Il faut croire que le CNRS manque de sangliers dans ses laboratoires. Car voici qu’un chercheur, Raphaël Mathevet, s’aventure à commenter la régulation cynégétique dans la presse locale, armé non pas de données nouvelles, mais d’un doute complaisant : « Puisque la chasse n’a pas fait disparaître les sangliers, peut-on vraiment dire qu’elle est efficace ? »

Le raisonnement est aussi vieux que le militantisme anti-chasse : on constate qu’un problème perdure malgré les efforts pour le contenir, et on accuse les efforts eux-mêmes. C’est comme reprocher à la médecine l’existence des maladies, ou aux pompiers le fait que les incendies continuent malgré leurs efforts.

Rappelons quelques faits, que notre chercheur semble avoir soigneusement oubliés :

  • La prolifération des ongulés sauvages est mondiale. Amérique du sud, Amérique du nord, Europe centrale, Asie : partout, les ongulés explosent en nombre depuis 50 ans, indépendamment des taux de chasse locaux.
  • Aucune zone tempérée n’échappe à cette dynamique, que la chasse y soit massive, faible ou inexistante.
  • La chasse ne vise pas l’éradication, mais la limitation des dégâts agricoles, forestiers et routiers. Elle est un frein, pas un remède miracle.

Mais ces réalités n’intéressent guère ceux qui, comme Raphaël Mathevet, préfèrent semer le doute dans l’opinion publique plutôt que produire des scénarios prospectifs sérieux. 

L’étude qu’il a cosignée en 2022, et qui a fait le bonheur des anti-chasse, procédait déjà du même sophisme : constater que plus on chasse, plus les populations augmentent, sans jamais poser la seule question rigoureuse : et sans chasse, combien seraient-ils aujourd’hui ?

C’est comme calculer que les dépenses de lutte contre le cancer augmentent, que le nombre de malades aussi, et conclure que la médecine ne sert à rien.

A lire aussi : Sangliers : la science pour une régulation efficace

Ce biais intellectuel porte un nom : le raisonnement fallacieux par corrélation sans causalité.
L’effort des chasseurs ralentit une tendance globale, il ne l’inverse pas magiquement. Et cette tendance est alimentée par des facteurs écologiques mondiaux, que le chercheur se garde bien de rappeler dans sa déclaration au Télégramme.
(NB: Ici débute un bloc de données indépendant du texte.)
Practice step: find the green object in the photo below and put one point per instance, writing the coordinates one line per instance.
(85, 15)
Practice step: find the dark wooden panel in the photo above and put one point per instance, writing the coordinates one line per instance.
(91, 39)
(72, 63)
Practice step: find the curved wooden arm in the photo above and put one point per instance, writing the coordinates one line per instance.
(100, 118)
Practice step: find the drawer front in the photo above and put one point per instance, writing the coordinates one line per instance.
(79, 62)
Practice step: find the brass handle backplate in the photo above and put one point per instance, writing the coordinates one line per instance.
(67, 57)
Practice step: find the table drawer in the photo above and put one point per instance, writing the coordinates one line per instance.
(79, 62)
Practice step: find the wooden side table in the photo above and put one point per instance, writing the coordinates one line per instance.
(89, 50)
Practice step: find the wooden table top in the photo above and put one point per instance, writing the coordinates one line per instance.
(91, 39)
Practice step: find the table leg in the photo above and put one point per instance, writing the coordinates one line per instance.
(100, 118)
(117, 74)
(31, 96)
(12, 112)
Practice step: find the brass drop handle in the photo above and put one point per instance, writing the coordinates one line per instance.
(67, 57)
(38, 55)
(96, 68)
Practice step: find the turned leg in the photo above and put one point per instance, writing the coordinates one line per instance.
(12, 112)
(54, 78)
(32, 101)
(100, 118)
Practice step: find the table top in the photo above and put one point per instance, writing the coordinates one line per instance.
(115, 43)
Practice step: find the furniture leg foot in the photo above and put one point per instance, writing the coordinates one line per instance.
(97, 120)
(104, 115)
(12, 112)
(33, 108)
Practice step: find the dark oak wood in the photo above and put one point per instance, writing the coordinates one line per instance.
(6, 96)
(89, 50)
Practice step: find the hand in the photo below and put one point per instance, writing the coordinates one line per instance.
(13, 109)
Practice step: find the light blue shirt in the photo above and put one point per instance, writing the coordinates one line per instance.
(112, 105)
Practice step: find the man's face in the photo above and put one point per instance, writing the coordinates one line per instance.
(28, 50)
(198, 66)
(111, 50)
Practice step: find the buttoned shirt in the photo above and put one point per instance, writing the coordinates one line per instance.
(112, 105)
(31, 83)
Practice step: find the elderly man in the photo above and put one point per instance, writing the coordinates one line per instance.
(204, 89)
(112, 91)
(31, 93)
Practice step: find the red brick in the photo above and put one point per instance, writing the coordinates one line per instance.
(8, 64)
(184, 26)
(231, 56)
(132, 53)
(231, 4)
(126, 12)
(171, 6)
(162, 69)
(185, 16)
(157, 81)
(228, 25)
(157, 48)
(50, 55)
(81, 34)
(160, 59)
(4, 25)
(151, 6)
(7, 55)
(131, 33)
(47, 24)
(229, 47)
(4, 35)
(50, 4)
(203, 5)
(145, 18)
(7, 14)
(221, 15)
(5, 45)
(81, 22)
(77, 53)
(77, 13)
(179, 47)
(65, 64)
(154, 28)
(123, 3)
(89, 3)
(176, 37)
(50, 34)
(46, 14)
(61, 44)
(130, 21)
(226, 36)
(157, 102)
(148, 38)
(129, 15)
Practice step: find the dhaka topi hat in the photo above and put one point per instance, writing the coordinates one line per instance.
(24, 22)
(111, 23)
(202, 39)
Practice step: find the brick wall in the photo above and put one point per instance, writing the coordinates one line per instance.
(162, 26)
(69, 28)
Que propose Mathevet à la place ? Rien.

Aucune alternative crédible. Aucun modèle opérationnel. Juste une suspicion jetée en pâture aux médias, laissant entendre que si les chasseurs ne réglaient pas tout, ils ne réglaient rien.

Le procédé est malhonnête :
Parce qu’il confond la lutte contre un phénomène et la disparition du phénomène.
Parce qu’il ignore volontairement l’échelle mondiale du problème.
Parce qu’il masque ses propres incertitudes derrière une posture critique commode.

La science mérite mieux que ces demi-analyses. La régulation des sangliers aussi.

Un vrai scientifique poserait les bonnes questions :

  • Sans chasse, à quoi ressembleraient nos forêts, nos cultures, nos routes ?
  • Quel serait le coût économique et écologique d’un retrait des chasseurs ?
  • Quelles alternatives concrètes, applicables dès demain, pourraient limiter la prolifération ?

Tant que ces réponses n’existent pas, la chasse reste l’outil principal de gestion. Perfectible, certes. Mais indispensable. Douter est sain. Propager le doute sans chercher de solution, c’est du militantisme. Pas de la science.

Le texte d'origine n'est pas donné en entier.